I am currently addressing a situation where our web application receives at least a Million requests per 30 seconds. So these requests will lead to generating 3-5 Million row inserts between 5 tables. This is pretty heavy load to handle. Currently we are using multi threading to handle this situation (which is a bit faster but unable to get a better CPU throughput). However the load will definitely increase in future and we will have to account for that too. After 6 months from now we are looking at double the load size we are currently receiving and I am currently looking at a possible new solution that is scalable and should be easy enough to accommodate any further increase to this load.
Currently with multi threading we are making the whole debugging scenario quite complicated and sometimes we are having problem with tracing issues.
FYI we are already utilizing the SQL Builk Insert/Copy that is mentioned in this previous post
Sql server 2008 - performance tuning features for insert large amount of data
However I am looking for a more capable solution (which I think there should be one) that will address this situation.
Note: I am not looking for any code snippets or code examples. I am just looking for a big picture of a concept that I could possibly use and I am sure that I can take that further to an elegant solution :)
Also the solution should have a better utilization of the threads and processes. And I do not want my threads/processes to even wait to execute something because of some other resource.
Any suggestions will be deeply appreciated.
Update: Not every request will lead to an insert...however most of them will lead to some sql operation. The appliciation performs different types of transactions and these will lead to a lot of bulk sql operations. I am more concerned towards inserts and updates.
and these operations need not be real time there can be a bit lag...however processing them real time will be much helpful.

I think your problem looks more towards getting a better CPU throughput which will lead to a better performance. So I would probably look at something like an Asynchronous Processing where in a thread will never sit idle and you will probably have to maintain a queue in the form of a linked list or any other data structure that will suit your programming model.
The way this would work is your threads will try to perform a given job immediately and if there is anything that would stop them from doing it then they will push that job into the queue and these pushed items will be processed based on how it stores the items in the container/queue.
In your case since you are already using bulk sql operations you should be good to go with this strategy.
lemme know if this helps you.

Can you partition the database so that the inserts are spread around? How is this data used after insert? Is there a natural partion to the data by client or geography or some other factor?
Since you are using SQL server, I would suggest you get several of the books on high availability and high performance for SQL Server. The internals book muight help as well. Amazon has a bunch of these. This is a complex subject and requires too much depth for a simple answer on a bulletin board. But basically there are several keys to high performance design including hardware choices, partitioning, correct indexing, correct queries, etc. To do this effectively, you have to understand in depth what SQL Server does under the hood and how changes can make a big difference in performance.
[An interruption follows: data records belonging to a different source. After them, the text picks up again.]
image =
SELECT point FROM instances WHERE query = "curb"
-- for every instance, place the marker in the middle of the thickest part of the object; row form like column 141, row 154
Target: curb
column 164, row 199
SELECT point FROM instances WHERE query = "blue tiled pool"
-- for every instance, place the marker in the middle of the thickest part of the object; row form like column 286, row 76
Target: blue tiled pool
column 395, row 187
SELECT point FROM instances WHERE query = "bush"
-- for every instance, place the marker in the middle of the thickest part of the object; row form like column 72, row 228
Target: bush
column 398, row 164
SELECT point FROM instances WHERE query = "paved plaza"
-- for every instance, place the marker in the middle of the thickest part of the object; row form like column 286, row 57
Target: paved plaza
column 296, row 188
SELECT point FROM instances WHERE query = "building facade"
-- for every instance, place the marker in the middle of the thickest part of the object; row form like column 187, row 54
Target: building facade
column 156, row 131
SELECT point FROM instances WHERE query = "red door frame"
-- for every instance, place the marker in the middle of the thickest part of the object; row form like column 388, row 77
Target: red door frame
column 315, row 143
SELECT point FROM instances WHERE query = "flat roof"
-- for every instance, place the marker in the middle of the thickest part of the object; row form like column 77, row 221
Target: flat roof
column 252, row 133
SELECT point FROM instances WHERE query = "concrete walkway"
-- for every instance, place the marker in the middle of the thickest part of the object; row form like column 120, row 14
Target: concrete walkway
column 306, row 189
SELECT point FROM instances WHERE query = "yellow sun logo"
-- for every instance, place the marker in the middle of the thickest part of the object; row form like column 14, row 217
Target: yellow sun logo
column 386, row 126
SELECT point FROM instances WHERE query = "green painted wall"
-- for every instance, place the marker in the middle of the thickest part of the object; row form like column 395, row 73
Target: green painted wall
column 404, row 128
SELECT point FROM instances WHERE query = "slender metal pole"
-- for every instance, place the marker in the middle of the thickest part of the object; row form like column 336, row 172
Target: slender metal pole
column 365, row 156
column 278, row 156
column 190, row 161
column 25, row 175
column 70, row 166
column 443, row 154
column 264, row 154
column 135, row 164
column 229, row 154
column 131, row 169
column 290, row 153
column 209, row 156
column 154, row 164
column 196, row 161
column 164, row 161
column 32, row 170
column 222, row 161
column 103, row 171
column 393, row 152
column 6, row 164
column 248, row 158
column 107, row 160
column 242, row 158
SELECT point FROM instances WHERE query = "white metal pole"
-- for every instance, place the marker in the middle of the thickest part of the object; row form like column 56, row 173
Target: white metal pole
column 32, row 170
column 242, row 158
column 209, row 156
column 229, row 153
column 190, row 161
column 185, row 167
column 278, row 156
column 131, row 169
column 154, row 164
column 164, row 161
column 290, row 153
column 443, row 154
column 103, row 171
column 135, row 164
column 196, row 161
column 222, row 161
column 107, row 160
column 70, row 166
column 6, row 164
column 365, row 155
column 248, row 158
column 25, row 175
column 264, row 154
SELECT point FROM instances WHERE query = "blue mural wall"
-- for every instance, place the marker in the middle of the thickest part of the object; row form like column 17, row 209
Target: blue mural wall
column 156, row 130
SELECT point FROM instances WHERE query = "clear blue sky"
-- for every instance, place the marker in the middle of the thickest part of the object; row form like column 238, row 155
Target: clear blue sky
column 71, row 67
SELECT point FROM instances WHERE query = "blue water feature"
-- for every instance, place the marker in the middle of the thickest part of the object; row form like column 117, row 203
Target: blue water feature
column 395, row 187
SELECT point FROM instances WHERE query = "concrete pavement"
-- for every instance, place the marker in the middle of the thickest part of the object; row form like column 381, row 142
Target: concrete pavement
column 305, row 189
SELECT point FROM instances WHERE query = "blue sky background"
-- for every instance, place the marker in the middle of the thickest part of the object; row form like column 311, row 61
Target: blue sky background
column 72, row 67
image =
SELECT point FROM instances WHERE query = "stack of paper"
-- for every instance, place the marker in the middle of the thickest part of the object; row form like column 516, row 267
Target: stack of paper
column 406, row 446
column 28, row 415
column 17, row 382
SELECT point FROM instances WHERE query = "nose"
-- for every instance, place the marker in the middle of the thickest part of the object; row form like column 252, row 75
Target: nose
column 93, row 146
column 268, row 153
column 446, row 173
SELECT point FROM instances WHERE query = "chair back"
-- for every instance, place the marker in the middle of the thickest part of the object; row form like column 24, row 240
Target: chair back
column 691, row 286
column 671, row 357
Since you do not need to have your inserts/updates real time you might consider having two databases; one for reads and one for writes. Similar to having a OLTP db and an OLAP db:
Read Database:
Indexed as much as needed to maximize read performance.
Possibly denormalized if performance requires it.
Not always up to date.
Insert/Update database:
No indexes at all. This will help maximize insert/update performance
Try to normalize as much as possible.
Always up to date.
You would basically direct all insert/update actions to the Insert/Update db. You would then create a publication process that would move data over to the read database at certain time intervals. When I have seen this in the past the data is usually moved over on a nightly bases when few people will be using the site. There are a number of options for moving the data over, but I would start by looking at SSIS.
This will depend on your ability to do a few things:
have read data be up to one day out of date
complete your nightly Read db update process in a reasonable amount of time.

Take advantage of multiple cores executing SQL statements

I have a small application that reads XML files and inserts the information on a SQL DB.
There are ~ 300 000 files to import, each one with ~ 1000 records.
I started the application on 20% of the files and it has been running for 18 hours now, I hope I can improve this time for the rest of the files.
I'm not using a multi-thread approach, but since the computer I'm running the process on has 4 cores I was thinking on doing it to get some improvement on the performance (although I guess the main problem is the I/O and not only the processing).
I was thinking on using the BeginExecutingNonQuery() method on the SqlCommand object I create for each insertion, but I don't know if I should limit the max amount of simultaneous threads (nor I know how to do it).
What's your advice to get the best CPU utilization?
Thanks

If I understand you correctly, you are reading those files on the same machine that runs the database. Although I don't know much about your machine, I bet that your bottleneck is disk IO. This doesn't sound terribly computation intensive to me.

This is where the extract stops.